As is the case in any professional group, individual medical provider's performance runs the gamut of good, bad and iffy. The trick is to find good medical providers for treating injured workers, avoid the bad ones and scrutinize those who are questionable. To qualify as best for injured workers, medical providers need proficiency in case-handling as well as medical treatment.
High-value physician services
The first step is to clarify the characteristics of the best providers, especially in context with workers' compensation. One resource is an article published by the American College of Occupational and Environmental Medicine in association with the IAIABC (International Association of Industrial Accident Boards & Commissions) titled, "A Guide to High-Value Physician Services in Workers' Compensation How to find the best available care for your injured workers" It's a place to begin.
The article notes, "Studies show that there is significant variability in quality of care, clinical outcomes and costs among physicians." That may be obvious, but it also verifies the rationale for taking steps to identify and select treating doctors rather than pulling from a long list of providers to gain the discount. The question is, what process should be used to select providers?
Approach
Although considerable effort from scores of industry experts contributed to this article, the approach they recommend is complex, time-consuming and subjective. In other words, it is impractical. Few readers will have the expertise and resources to follow the guide. Moreover, one assertion made in the article is simply wrong.
Misstatement
The article states that it would be nice to have the data, but that the data is not available. "Participants in the workers' compensation system who want to direct workers to high-quality medical care rarely have sufficient data to quantify and compare the level of performance of physicians in a given geographic area."

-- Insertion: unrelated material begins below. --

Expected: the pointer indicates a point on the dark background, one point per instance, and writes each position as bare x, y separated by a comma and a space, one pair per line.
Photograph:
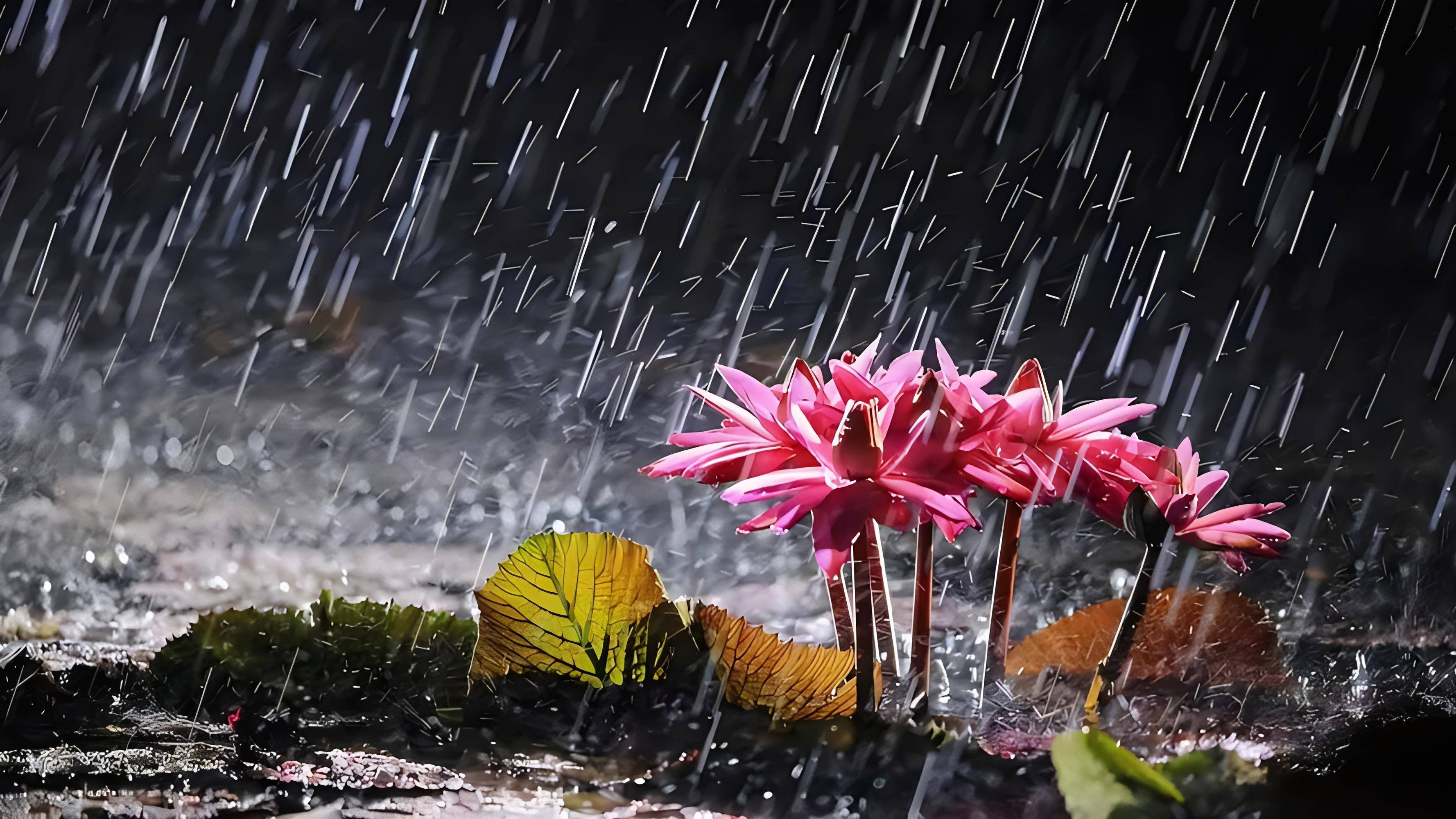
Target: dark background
1309, 369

Actually, the data is available from most payers whether they are insurers, self-insured, self-administered employers or third-party administrators (TPAs). However, collecting the data is the challenge.
Data silos
The primary reason data is difficult to collect is that it lives in discrete database silos. The industry has not seen fit to place value on integrating the data, but that is required for a broad view of claims from beginning and throughout their course.
At a minimum, claim data should be collected from medical billing or bill review, the claims system and pharmacy (PBM). The data must be collected from all the sources, then integrated at the claim level to get a broad view of each claim. It takes effort, but it is doable. Yet, there remains another data challenge.
Data quality
Payers have traditionally collected billing data from providers, through their bill review vendor. The payer's task has been paying the bill and sending a 1099 statement to providers at the end of the year. All that is needed is a provider name, address and tax ID so the payment reaches its destination. It makes no difference to payers that providers are entered into their systems in multiple ways causing inaccurate and duplicate provider records. One payment is a payment. The provider might receive multiple 1099s, but that causes little concern.
What is of concern is that when the same provider is entered into the payers' computer system in multiple ways, it can be difficult to ascertain how many payments were made to an individual provider. Moreover, when the address collected by the payer is a P.O. box rather than the rendering physician's location, matters become more complicated. This needs to change.
The new request
Now payers are being asked to accurately and comprehensively document individual providers, groups and facilities so the data can be analyzed to measure medical provider performance. They need to collect the physical location where the service was provided and it should be accurately entered into the system in the same way every time. (Note: This is easily done using a drop-down list function rather than manual data entry.)
Most importantly, a unique identifier is needed for individual providers, such as their NPI (national provider identification). Many payers are now stepping up to improve their data so accurate provider performance assessments can be made.
High-value, quality medical providers can be identified by using the data. However, quality data produces better results. Selecting the best medical providers is not a do-it-yourself project. Others will do it for you.